On 1 May the “new” Companies Act will have been in place for exactly three years. Many entrepreneurs are likely to remember the initial confusion when the Act first took effect, mainly because it did away with the concept of a close corporation.
Small business owners are often caught between the need to house their business operations in a legal entity that affords limited liability and a desire to avoid the legal and administrative difficulties that come with registering and maintaining a legal entity.
Close corporations were perceived as easier to run and administer. Also, they were certainly cheaper to maintain than a company since financial statements did not have to be audited. For this reason most small businesses opted for a close corporation rather than a company before 1 May 2011.
After 1 May 2011, however, it was no longer possible to register a close corporation or convert a company to a close corporation.
While compliance with the Act has been intimidating for small businesses, the provisions of the Act do provide for greater administrative and operational efficiency in the long term. The Act also allows for the increasing complexity of small businesses as they grow.
Three years on the Companies Act has proven to be a friend of small business rather than a foe as initially feared by many entrepreneurs. Business owners still harbouring resentment towards the Act should consider taking advantage of the following five benefits offered by the Act:
1. Less onerous admin and operational requirements
The Act has simplified certain of the administrative rules previously associated with companies. Under the Act, companies may store documents in electronic format, give notice of meetings electronically, and electronic signature of documents is permitted.
These changes suit smaller businesses and start-ups, which tend to be digitally based and seldom deal with documents in hardcopy format.
2. Structured shareholding
The introduction of the Act has made it possible for small businesses to house their operations in a private company structure with all the flexibility around share capital that a company offers, but without the prohibitive expense of auditors’ fees.
This is because, in terms of the Act, a private company is no longer required to have its annual financial statements audited unless it chooses to do so or unless it meets certain criteria relating largely to business size.
The Act therefore offers investors a chance to own equity in a small company, whilst reserving control, at both a shareholder and a board level, for the founding shareholders.
3. Shareholders and directors
The scope afforded by the Act for directors’ powers to be almost as extensive as those of shareholders, whilst shareholders retain final control of the company, align well with how small businesses like to work.
A characteristic of many smaller businesses is that their shareholder numbers are small and there is often a 100% overlap between shareholders and directors. Even where the shareholders are themselves legal entities, the board nominees of those shareholders are generally the principals behind the entities.
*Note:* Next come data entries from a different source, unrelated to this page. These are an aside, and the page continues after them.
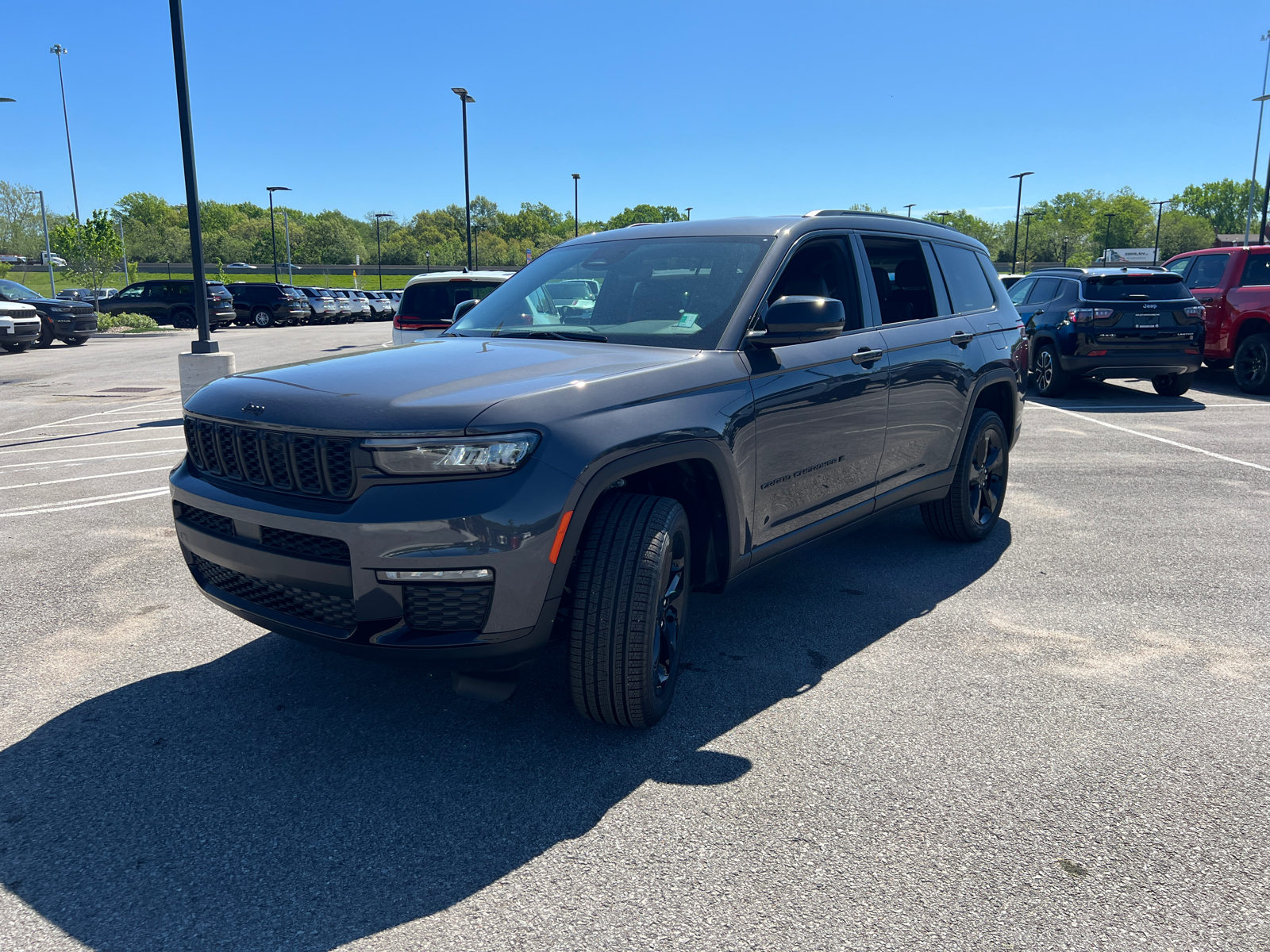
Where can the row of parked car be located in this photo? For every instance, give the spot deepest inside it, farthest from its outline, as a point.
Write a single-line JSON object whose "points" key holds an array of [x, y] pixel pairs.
{"points": [[251, 304]]}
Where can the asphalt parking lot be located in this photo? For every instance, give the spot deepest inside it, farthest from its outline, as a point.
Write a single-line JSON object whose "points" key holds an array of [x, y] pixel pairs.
{"points": [[1052, 740]]}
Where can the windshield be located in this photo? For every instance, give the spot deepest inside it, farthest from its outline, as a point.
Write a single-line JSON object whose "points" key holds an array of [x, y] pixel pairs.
{"points": [[1136, 287], [660, 292], [19, 292]]}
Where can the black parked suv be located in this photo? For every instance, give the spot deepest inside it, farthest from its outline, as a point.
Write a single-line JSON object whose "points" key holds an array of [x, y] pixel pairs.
{"points": [[267, 305], [171, 301], [738, 389], [1106, 323], [70, 321]]}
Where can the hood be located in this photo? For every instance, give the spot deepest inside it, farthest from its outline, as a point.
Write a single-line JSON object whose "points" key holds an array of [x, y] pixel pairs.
{"points": [[433, 386]]}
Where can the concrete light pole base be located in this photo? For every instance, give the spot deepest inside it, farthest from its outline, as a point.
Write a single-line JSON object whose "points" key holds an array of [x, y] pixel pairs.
{"points": [[200, 370]]}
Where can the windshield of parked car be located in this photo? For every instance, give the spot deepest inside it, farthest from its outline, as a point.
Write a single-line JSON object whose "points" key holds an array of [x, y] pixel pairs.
{"points": [[1136, 287], [19, 292], [660, 292]]}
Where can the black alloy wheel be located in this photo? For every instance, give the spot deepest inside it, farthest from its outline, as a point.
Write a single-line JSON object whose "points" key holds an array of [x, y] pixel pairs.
{"points": [[1253, 365], [1172, 384], [972, 507], [1048, 374], [629, 585]]}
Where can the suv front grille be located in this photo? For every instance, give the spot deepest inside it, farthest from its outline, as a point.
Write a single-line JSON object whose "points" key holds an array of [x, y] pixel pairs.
{"points": [[446, 607], [336, 611], [287, 463]]}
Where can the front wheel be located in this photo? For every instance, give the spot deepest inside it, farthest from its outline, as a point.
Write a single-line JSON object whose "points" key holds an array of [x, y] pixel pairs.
{"points": [[629, 608], [1172, 384], [1253, 365], [972, 507]]}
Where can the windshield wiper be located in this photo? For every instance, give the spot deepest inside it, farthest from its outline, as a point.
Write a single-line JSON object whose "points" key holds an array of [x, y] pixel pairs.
{"points": [[558, 336]]}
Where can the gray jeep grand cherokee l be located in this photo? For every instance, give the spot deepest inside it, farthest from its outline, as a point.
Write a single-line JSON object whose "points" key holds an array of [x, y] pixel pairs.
{"points": [[738, 389]]}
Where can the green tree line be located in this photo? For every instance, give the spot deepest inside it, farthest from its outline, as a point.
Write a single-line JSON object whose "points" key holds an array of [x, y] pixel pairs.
{"points": [[156, 230]]}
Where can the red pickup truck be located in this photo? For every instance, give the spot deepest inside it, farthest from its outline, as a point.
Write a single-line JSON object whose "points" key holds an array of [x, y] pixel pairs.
{"points": [[1233, 285]]}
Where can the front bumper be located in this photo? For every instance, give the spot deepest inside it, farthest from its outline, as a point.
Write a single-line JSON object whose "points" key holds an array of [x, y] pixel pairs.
{"points": [[342, 603]]}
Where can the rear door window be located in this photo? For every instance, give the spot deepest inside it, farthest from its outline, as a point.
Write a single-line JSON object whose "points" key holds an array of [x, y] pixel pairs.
{"points": [[967, 283], [1257, 271], [1206, 272], [901, 278]]}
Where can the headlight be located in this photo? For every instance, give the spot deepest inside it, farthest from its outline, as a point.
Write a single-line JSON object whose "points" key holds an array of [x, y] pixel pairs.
{"points": [[452, 457]]}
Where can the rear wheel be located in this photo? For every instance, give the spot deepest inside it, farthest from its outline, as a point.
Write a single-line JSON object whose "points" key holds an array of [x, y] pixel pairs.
{"points": [[629, 608], [1253, 365], [1048, 374], [972, 507], [1172, 384]]}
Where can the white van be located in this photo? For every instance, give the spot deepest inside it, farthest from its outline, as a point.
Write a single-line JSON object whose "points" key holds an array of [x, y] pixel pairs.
{"points": [[429, 301]]}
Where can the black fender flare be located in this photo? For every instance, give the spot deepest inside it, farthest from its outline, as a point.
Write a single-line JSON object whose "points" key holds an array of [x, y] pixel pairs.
{"points": [[583, 499]]}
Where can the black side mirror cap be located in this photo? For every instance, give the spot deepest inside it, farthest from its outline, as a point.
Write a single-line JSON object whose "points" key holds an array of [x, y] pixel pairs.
{"points": [[800, 319], [464, 308]]}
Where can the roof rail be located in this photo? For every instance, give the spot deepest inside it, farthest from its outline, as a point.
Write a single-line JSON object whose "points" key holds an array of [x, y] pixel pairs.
{"points": [[823, 213]]}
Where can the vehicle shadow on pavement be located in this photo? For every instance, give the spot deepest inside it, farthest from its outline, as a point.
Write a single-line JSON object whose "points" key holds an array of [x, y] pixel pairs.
{"points": [[287, 797]]}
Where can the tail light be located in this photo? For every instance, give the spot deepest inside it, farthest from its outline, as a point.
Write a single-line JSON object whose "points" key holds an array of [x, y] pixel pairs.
{"points": [[1087, 315]]}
The result is that the founders of small businesses find the distinction between shareholders and directors puzzling. Often they do not understand why the directors alone cannot run the company since in their view the directors and the shareholders are the same people.
Depending on the content of the Memorandum of Incorporation (MOI), which is determined by shareholders, the powers of the board of a small company may be extensive, including the power to affect the share structure of the company.
This means the board may have a wide discretion to run the company without constantly reverting to shareholders, which makes particular sense where the board and the shareholders are for all intents and purposes the same people.
4. Protecting shareholder interest
Once a small business reaches a certain level of maturity, or takes on additional shareholders who do not have board representation, it makes sense for the distinction between the board and the shareholders to be more strongly drawn. Shareholders can achieve this by resolving to amend the MOI, thereby circumscribing the board’s powers.
While the board has wide powers in terms of the MOI, the Act reserves certain key powers for the shareholders alone, including the requirement that at least 50% of the board must be elected by the shareholders, and the power to remove directors from the board.
The flexibility that the Act affords around the percentages required for an ordinary and a special resolution means that even where there is only one class of shares in a company, shareholders can arrange the percentages in a manner that they consider appropriate, provided of course that there is always a 10% difference between the percentage of votes required to pass an ordinary resolution and that required to pass a special resolution.
5. Simpler decision making processes
The Act contains more extensive and detailed provisions than the old Act in relation to the manner in which shareholder and directors’ meetings are to be held, and the process by which shareholders and directors make decisions.
Whilst the old Act contained some guidance in this regard, the detail was generally to be found in a company’s articles of association. The Act is much more comprehensive, which means there is no need to replicate those provisions in the company’s MOI. The MOI can therefore be a simpler document.